A low dose of a long-acting loop diuretic such as torsemide may also be desirable.

7. Cholinesterase inhibitors

Why they're prescribed: Cholinesterase inhibitors are commonly used to treat memory loss and mental
changes in individuals with Alzheimer's disease and other types of dementia.

Examples: donepezil (Aricept), galantamine (Razadyne) and rivastigmine (Exelon). The main side effects of
these drugs include diarrhea, nausea and sleep disturbances.

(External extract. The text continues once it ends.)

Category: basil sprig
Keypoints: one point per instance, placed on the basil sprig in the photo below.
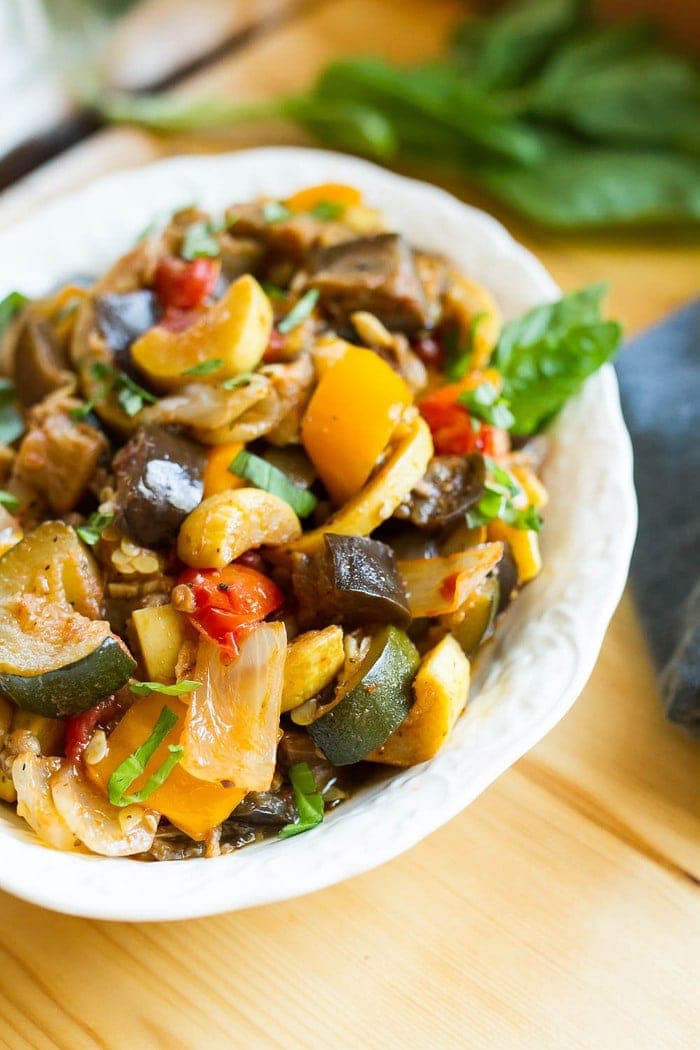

How they can cause insomnia: These drugs are thought to work by inhibiting the enzyme in the body that
breaks down acetylcholine (a neurotransmitter that's important for alertness, memory, thought and
judgment) and thus boosting the amount available to brain cells. This, in theory, slows the patient's loss of
memory and helps him or her perform daily activities with fewer problems. But blocking the breakdown of
acetylcholine — which is everywhere in the body, not just in the brain — can interfere with all kinds of
involuntary body processes and movements, including those related to sleep.

In addition to insomnia and abnormal dreams, the identified side effects of cholinesterase inhibitors include
serious changes in heart rhythm, diarrhea, nausea and vomiting as well as leg cramps and muscle spasms —
all of which can interfere with normal sleep patterns.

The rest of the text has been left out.